Les armoiries à travers les âges
Depuis le XIIᵉ siècle, les armoiries, ou "armes", sont habituellement représentées sur un écu, le bouclier utilisé par les combattants pour se protéger lors des batailles. À l'origine, ces symboles distinctifs permettaient d’identifier rapidement les guerriers, notamment lors des affrontements ou des tournois, où la confusion régnait souvent. L’écu armorié, symbole de la famille ou de la lignée, portait des couleurs, des figures et des motifs codifiés qui permettaient de distinguer rapidement l’allié de l’ennemi. Il est communément admis que c’est dans le cadre des tournois que les armoiries se sont progressivement fixées et standardisées.
Au fil du temps, l’usage des armoiries s’est étendu au-delà des champs de bataille. De simple outil de reconnaissance, l’écu armorié est devenu un objet protocolaire et décoratif. Les armoiries, alors exhibées avec fierté, ornaient les palais, les châteaux, et même les vêtements des nobles. Le mot "pavois", qui désigne une grande pièce d’armoiries déployée en public, illustre bien cette évolution, associant l’écu à une manifestation de prestige. Des exemples de ces pavois armoriés sont encore visibles aujourd'hui dans des musées comme celui de l’hôtel de Cluny à Paris, qui conserve des pièces exceptionnelles de cette époque.

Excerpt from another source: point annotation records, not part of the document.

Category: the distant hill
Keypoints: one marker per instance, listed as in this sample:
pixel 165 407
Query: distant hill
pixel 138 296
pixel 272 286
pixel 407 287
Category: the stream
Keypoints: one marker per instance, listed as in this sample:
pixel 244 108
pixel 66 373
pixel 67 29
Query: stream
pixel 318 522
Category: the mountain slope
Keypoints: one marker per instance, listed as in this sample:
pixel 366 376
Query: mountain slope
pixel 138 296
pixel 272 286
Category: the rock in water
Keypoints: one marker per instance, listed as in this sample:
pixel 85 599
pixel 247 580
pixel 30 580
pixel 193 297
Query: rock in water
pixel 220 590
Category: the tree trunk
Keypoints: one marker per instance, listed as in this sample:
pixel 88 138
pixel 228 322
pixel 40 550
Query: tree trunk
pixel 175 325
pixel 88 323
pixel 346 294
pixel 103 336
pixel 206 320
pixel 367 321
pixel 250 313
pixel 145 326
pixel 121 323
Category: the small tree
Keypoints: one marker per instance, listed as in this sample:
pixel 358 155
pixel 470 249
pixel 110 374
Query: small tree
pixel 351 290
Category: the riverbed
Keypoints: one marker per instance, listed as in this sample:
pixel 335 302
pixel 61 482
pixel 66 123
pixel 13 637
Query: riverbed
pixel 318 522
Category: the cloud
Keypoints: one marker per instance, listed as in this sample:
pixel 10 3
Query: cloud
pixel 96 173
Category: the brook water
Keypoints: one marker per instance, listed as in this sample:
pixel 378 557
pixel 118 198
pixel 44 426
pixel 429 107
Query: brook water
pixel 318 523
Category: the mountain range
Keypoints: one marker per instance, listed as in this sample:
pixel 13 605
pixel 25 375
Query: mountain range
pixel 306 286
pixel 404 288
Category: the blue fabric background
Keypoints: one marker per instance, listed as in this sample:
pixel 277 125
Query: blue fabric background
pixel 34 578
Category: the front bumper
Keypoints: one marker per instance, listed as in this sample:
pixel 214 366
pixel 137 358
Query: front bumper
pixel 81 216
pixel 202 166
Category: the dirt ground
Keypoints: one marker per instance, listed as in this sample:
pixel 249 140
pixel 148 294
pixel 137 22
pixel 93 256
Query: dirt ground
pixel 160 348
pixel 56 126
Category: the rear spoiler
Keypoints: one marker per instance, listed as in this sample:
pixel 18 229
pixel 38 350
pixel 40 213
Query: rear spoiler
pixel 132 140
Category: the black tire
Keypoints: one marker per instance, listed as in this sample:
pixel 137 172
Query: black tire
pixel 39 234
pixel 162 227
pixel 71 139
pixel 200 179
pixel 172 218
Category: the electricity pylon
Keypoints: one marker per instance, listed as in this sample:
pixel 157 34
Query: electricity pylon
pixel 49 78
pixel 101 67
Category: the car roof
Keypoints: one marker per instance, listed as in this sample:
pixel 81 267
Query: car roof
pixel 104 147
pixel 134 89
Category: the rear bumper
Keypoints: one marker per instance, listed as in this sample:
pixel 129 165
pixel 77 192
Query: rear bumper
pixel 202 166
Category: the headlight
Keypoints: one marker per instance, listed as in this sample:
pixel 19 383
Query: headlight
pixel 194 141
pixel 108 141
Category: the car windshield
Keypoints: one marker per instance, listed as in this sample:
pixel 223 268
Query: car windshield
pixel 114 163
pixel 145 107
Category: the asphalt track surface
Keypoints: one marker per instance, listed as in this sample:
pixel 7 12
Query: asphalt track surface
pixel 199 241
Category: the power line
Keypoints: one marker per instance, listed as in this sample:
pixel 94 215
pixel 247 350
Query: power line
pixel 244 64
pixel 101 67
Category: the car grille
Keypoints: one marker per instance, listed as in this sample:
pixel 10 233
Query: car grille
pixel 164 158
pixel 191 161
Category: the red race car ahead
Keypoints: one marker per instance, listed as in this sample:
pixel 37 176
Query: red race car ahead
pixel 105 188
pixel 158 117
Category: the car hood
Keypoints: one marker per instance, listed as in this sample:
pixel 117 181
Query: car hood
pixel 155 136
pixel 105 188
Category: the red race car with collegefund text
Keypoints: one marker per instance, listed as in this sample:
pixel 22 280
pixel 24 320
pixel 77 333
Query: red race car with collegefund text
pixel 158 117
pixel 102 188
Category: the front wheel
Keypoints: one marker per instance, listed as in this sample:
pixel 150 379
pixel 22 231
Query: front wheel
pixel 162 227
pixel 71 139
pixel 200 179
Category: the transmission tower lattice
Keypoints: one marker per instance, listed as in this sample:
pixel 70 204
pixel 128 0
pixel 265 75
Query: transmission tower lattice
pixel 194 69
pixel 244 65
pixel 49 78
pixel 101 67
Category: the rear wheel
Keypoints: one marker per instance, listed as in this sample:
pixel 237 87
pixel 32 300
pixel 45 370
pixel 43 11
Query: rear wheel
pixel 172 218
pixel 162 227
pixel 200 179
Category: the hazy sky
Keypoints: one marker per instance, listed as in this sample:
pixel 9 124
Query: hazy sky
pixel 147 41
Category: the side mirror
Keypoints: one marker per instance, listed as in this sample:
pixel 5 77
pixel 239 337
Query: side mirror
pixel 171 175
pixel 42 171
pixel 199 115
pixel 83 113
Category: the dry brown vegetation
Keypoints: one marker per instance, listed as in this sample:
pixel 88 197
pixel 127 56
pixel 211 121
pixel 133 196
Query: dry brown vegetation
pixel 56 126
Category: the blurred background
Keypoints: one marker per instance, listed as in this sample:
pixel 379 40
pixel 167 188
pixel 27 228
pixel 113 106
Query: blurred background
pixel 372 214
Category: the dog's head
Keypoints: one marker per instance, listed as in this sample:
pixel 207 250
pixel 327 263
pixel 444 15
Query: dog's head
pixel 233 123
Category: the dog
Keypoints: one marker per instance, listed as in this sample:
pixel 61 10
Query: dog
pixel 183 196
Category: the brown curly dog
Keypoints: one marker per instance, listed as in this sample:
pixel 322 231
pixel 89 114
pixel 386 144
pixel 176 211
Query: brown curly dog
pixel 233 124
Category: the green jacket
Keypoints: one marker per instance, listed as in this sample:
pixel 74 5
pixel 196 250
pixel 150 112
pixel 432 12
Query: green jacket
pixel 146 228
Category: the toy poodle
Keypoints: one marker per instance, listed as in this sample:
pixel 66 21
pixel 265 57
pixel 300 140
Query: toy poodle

Les armoiries étaient apposées sur divers supports tels que le bois (par exemple, sur des buffets), la pierre (comme les pierres de fondation), le métal (comme sur les plaques de cheminée en fonte) ou encore sur les vitraux. Chacun de ces matériaux offrait un support idéal pour exhiber la puissance et l’héritage d’une lignée familiale ou d’une institution.
La richesse de la forme des écus
L’étude des écus révèle une richesse et une diversité étonnantes selon les périodes, les pays et même les genres. La forme de l’écu, par exemple, varie largement. Si l’écu français est souvent terminé en pointe, d'autres formes sont apparues au cours de l’histoire. Les écus échancrés, typiquement germaniques, permettaient aux combattants de tenir la lance lors des tournois.
Les écus féminins, eux, adoptent généralement la forme d’un losange. Ce choix n’est pas anodin, car il marque une distinction symbolique entre les genres. Les filles de Louis XV, par exemple, faisaient relier leurs livres avec des armoiries en forme de losange, ce qui ajoutait une touche de raffinement à leurs collections. Quant aux femmes mariées, elles utilisaient souvent des écus accolés, c’est-à-dire combinant leurs propres armoiries avec celles de leur époux, illustrant ainsi l’union des deux familles. Fait intéressant, certains hommes bibliophiles ont aussi adopté cette pratique. Jacques Auguste de Thou, érudit et grand collectionneur de livres au XVIᵉ siècle, apposait sur ses reliures les armoiries de ses deux épouses successives, un geste symbolique qui reflétait l’importance de la lignée et de la transmission.
L’art du blason
L'héraldique ne se limite pas à la représentation graphique des armoiries ; elle comprend également l’art du blasonnement, c’est-à-dire la description précise des armoiries. En termes stricts, le blason est un langage codifié qui permet de décrire de manière exacte les couleurs, les motifs et les divisions d’un écu. Le terme "blason", bien que parfois utilisé de manière incorrecte comme synonyme d’armoiries, désigne donc en réalité cet exercice de description formelle. Par exemple, lorsqu’on lit ou décrit des armoiries, on "blasonne".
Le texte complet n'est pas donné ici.